Le monde de la culture est une spirale, si en apparence on
tourne en rond, et beaucoup d’artistes se construisent sur les épaules de leurs
ainées cannibalisant riffs, structures et mélodies, quand on change de
perspective on voit qu’il y a heureusement une dimension ajoutée. Peut-être que
c’est mon conditionnement qui parle mais en terme de récurrence les années 80
me semblent revenir sans cesse, globalement comme dans le détail. De Taylor
Swift à Grimes en passant par Arcade fire, finissent par faire un crochet par
ces années fluorescentes. Un petit pillage et ça repart. D’autres groupes ont
fait de cette période leur fief et limitent leurs horizons à cette décennie. Il
y a même un courant musical entièrement dédié à cette nostalgie devenue style
de vie : la retrowave.
Dans les confins du genre, affinant leurs mélodies et leur
maîtrise des machines, des artistes ont pu se développer album après album,
puis arrive un moment ou le terrain de jeu menace de devenir une cage
étouffante.

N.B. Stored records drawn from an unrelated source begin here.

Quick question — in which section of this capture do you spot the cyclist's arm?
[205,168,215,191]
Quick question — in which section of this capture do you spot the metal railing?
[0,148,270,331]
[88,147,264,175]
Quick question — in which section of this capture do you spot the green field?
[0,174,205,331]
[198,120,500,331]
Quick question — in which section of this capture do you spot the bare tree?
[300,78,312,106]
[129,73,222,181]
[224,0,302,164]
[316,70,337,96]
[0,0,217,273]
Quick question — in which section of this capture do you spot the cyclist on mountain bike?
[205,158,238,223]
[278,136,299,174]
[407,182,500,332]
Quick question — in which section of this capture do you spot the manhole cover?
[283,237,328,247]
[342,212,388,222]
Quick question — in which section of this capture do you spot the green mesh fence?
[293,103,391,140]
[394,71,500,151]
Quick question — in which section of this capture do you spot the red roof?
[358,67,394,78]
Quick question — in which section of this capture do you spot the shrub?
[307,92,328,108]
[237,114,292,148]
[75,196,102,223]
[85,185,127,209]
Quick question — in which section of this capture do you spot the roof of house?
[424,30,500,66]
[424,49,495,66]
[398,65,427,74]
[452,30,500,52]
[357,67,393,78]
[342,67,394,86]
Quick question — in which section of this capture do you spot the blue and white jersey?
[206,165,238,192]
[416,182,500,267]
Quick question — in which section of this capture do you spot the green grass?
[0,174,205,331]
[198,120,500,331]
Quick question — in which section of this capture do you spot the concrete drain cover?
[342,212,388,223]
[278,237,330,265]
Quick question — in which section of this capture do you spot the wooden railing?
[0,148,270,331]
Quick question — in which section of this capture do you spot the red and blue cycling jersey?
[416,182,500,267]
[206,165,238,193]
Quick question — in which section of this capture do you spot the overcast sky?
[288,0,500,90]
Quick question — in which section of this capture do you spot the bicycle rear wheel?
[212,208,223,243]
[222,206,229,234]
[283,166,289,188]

La gestuelle jusqu’ici légère est guettée par la répétition de
trop.
Après des albums parfaitement maîtrisés, the Midnight et
index code deux figures fortes du genre, chacun dans son pays, chacun à son
échelle, se retrouvent pour leur dernière production (« Nocturnal »
pour le premier et « Nostalgia » pour le second) peut être deux pas
après le sommet de leur art. Arrivé au sommet à moins d’avoir les yeux fixé sur
un ailleurs et de nouvelles hauteurs j’ai peur qu’ils ne se retrouvent par la
suite à gâcher leur talent en tournant en rond.
A mon avis ce problème ne se limite pas à la seule
retrowave, tout artiste après avoir peaufiné son approche doit apprendre à
l’abandonner pour passer à autre chose, ou s’il préfère mettre un peu moins de
radicalité dans son évolution, il doit vivre de nouvelles choses, se nourrir
d’autres sources, pour pouvoir faire le pas de côté nécessaire et envisager la
suite avec un peu de neuf dans le regard.
Alors que dire de « Nostalgia »? C’est un EP
chouettement produit, avec de très bons moments. J’ai l’impression que la
production massive finit par étouffer une certaines sensibilité et oblige Index
code à jouer des muscles de manière un peu trop systématique et donc à des
endroit ou un peu de douceur aurait pu être bienvenu. Pour moi le cœur de ce troisième
EP c’est le morceau « Fragile » où Emanuel Allier, l’artiste derrière
le projet Index Code tombe les armes et montre qu’il en a encore beaucoup sous
le pied.
Pour moi cet EP ferme de manière presque gracieuse un
chapitre pour l’artiste, qui est arrivé au bout du fil conducteur qui lie ces
trois formats courts. Emanuel Allier qui n’est pas à son premier changement de
peau et de projet a la culture, la ressource et le cœur nécessaire pour pouvoir
nous emmener la prochaine fois vers un autre ailleurs. Je suis très curieux de
savoir quel sera sa prochaine direction, et en attendant je vais m’écouter de
nouveau cet EP fort sympathique et je vous conseille d’en faire autant.